Lawmakers seek changes to proposed state legislative district maps
Republican lawmakers are continuing to question the constitutionality of the proposed maps for the state's political boundaries. They’ve advanced amendments that they want to see in the final drawing.
As requested by Montana's independent Districting and Apportionment Commission, lawmakers are asking for amendments to the newly proposed legislative districts.
Republicans say that the commission “often sacrificed constitutionally mandatory compactness for discretionary competitiveness” That language is included in the official resolution that lawmakers advanced containing their amendments on a near party line vote in the state senate.
Republican Sen.
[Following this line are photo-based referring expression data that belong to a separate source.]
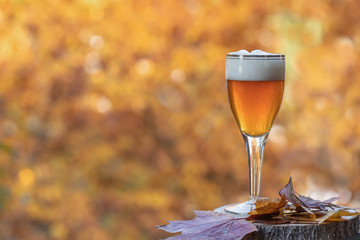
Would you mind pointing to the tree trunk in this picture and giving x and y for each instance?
(326, 230)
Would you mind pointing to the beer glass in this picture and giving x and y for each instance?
(255, 86)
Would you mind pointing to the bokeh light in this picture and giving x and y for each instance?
(114, 116)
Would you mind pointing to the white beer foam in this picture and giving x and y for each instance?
(255, 66)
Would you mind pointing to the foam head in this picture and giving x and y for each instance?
(255, 66)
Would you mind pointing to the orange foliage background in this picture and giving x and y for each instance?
(114, 116)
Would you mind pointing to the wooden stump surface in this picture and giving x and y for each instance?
(324, 231)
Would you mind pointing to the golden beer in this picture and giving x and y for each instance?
(255, 86)
(255, 104)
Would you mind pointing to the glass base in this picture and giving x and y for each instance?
(244, 208)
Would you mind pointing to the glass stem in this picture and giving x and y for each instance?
(255, 149)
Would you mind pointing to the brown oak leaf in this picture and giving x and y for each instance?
(267, 207)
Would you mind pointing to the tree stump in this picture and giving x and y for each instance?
(326, 230)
Jason Ellsworth of Hamilton says the resolution highlights, “The Republican opinion of the way things should be and what we believe is unconstitutional.”
In a hearing last Friday, the chair of the districting commission, Maylinn Smith, stood by the proposed maps, saying that she advanced them because she believes they’re fair and defensible in court.
Democratic Sen. Ryan Lynch of Butte said that he supports some of the more minor changes proposed to keep counties whole. But his caucus opposes any major shifts to the proposed districts.
“It may have an impact and it may have an effect and it may have a ripple across districts. So I guess I would say, be careful what you wish for,” Lynch said.
Republicans are asking the districting commission to redraw lines in the Flathead to keep Whitefish and Columbia Falls in separate districts, redraw lines in Gallatin County to create urban and rural districts, and redraw lines in Billings and Missoula for the same reason.
Republicans argue that the map advanced by the commission gives Democrats an undue advantage by reducing the number of safe Republican seats to 60. The party currently holds 68 seats.
The resolution will now head to the House State Administration Committee for consideration.
A Republican backed constitutional amendment would prohibit the use of political data to draw election maps, and give lawmakers more say over a process that is largely out of their control.